Bio: Laurence T. Yang got his BE in Computer Science and Technology and BSc in Applied Physics both from Tsinghua University, China and Ph.D in Computer Science from University of Victoria, Canada. He is the Academic Vice-President and Dean of School of Computer Science and Artificial Intelligence, Zhengzhou University, China. His research includes Cyber-Physical-Social Intelligence. He has published 600+ papers in the above area on top IEEE/ACM Transactions with total citations of 46000+ and H-index of 108 including 8 and 44 papers as top 0.1% and top 1% highly cited ESI papers, respectively.

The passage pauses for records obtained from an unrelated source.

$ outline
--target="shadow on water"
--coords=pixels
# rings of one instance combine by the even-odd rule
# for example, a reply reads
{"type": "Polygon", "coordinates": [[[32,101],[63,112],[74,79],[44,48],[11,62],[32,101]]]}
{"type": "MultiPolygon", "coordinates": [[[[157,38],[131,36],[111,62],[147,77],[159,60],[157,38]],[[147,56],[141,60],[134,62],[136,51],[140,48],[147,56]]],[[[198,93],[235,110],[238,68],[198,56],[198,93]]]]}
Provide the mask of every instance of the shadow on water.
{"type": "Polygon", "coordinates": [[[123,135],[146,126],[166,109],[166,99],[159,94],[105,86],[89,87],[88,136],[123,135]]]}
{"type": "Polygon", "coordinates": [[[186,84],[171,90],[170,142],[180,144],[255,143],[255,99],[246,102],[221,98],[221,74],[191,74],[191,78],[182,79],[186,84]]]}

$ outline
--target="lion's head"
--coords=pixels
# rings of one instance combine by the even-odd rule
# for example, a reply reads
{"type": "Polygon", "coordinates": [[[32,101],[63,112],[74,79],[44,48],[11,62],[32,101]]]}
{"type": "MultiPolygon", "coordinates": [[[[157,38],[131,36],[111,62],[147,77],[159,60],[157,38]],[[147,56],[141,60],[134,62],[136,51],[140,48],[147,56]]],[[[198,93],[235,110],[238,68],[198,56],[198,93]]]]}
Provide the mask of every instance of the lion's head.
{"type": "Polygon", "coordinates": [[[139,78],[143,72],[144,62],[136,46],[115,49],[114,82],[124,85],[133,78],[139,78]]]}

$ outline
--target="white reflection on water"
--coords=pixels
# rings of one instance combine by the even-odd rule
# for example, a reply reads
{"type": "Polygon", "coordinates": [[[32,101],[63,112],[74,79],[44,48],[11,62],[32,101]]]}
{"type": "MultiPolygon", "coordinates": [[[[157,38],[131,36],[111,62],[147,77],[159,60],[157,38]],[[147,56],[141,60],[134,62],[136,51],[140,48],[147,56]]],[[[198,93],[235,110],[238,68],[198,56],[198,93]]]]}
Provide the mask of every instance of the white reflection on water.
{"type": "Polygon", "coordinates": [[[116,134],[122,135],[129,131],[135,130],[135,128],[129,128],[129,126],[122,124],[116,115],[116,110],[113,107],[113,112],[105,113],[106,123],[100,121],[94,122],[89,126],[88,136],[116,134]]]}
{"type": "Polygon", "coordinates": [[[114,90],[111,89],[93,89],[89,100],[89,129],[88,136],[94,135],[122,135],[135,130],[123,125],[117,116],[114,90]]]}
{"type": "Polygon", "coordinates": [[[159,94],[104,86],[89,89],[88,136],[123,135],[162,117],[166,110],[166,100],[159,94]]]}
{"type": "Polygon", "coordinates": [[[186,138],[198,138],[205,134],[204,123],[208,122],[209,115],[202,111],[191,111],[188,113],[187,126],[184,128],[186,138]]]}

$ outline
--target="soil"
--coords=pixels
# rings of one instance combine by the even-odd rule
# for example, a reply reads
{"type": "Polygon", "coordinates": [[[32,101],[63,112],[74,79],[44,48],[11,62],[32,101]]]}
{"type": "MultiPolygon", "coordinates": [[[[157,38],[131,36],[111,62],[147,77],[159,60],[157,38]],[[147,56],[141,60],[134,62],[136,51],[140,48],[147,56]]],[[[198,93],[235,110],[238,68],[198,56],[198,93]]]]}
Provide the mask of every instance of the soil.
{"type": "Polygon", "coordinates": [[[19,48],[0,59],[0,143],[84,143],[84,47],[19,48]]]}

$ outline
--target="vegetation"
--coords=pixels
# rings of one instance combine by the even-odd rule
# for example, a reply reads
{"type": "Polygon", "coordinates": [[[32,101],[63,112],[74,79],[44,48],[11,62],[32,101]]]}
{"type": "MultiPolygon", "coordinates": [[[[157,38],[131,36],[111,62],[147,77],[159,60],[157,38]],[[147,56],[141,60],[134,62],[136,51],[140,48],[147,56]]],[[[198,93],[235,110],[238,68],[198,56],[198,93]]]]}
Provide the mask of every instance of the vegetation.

His recent honors and awards include the member of US National Academy of Artificial Intelligence (2025), a foreign member of Russian Academy of Engineering (2024) and a member of Academia Europaea, the Academy of Europe (2021), the John B. Stirling Medal (2021) from Engineering Institute of Canada, IEEE Sensor Council Technical Achievement Award (2020), IEEE Canada C. C. Gotlieb Computer Medal (2020), Clarivate Analytics (Web of Science Group) Highly Cited Researcher (2019, 2020, 2022, 2023, 2024, 2025), Fellow of Institution of Engineering and Technology (2020), Fellow of Institute of Electrical and Electronics Engineers (2020), Fellow of Engineering Institute of Canada (2019), Fellow of Canadian Academy of Engineering (2017), etc.


3rd Keynote Speaker


Prof. Zhao Li

Zhejiang University & Hangzhou Yugu Tech, China

Title: A Graph Powered Large Scale Fraud Detection System

Abstract:

Graph-powered fraud detection is a common issue in various areas, such as e-commerce, banking, insurance and social networks, where data can be naturally formulated as graph structure. Especially in e-commerce, due to its large scale and enormous amount of real-time transactions over millions of merchandises, fraud detection has become an important and serious problem. The challenges lie in three aspects: sparse fraud samples, complex features in online transactions and extra large scale of e-commerce data. To deal with above issues, in this paper, we propose an efficient graph-powered large-scale fraud detection framework. Concretely, we first present a heterogeneous label propagation algorithm to recall more potentially fraudulent samples for further model training; then, we design a novel multi-view heterogeneous graph neural network model to obtain more accurate fraud predictions; finally, a fraud pattern analysis approach is presented to discover hidden fraud groups. In addition, in order to improve the efficiency and scalability of our proposed fraud detection framework, we present a large-scale fraud detection system deployed on a general graph computing engine. We conduct experiments on two real-world datasets. Results show that the proposed graph-powered fraud detection framework achieves high accuracy and superior scalability on large-scale graph data.

Bio:

Dr. Zhao Li obtained the Ph.D. from the University of Vermont (2012) and is currently serving as an adjunct professor at Zhejiang University. He has published over 60 top-tier papers (as first/corresponding author) , with multiple Best Paper Awards, including an IEEE-CCF honor. Former director of the Alibaba-ZJU Joint Research Center and chief scientist at TCL America. He is the distinguished member of CCF, and the Asia-Pacific AI Association. His accolades span the IEEE Open Source Science Award (China’s first), China Computer Federation Distinguished Speaker Award, UN ITU Innovate for Impact Award, and recognition among Stanford’s “Top 2% of Scientists.” His research interest lies in reinforcement learning, big-data-driven security, and large-scale graph computing.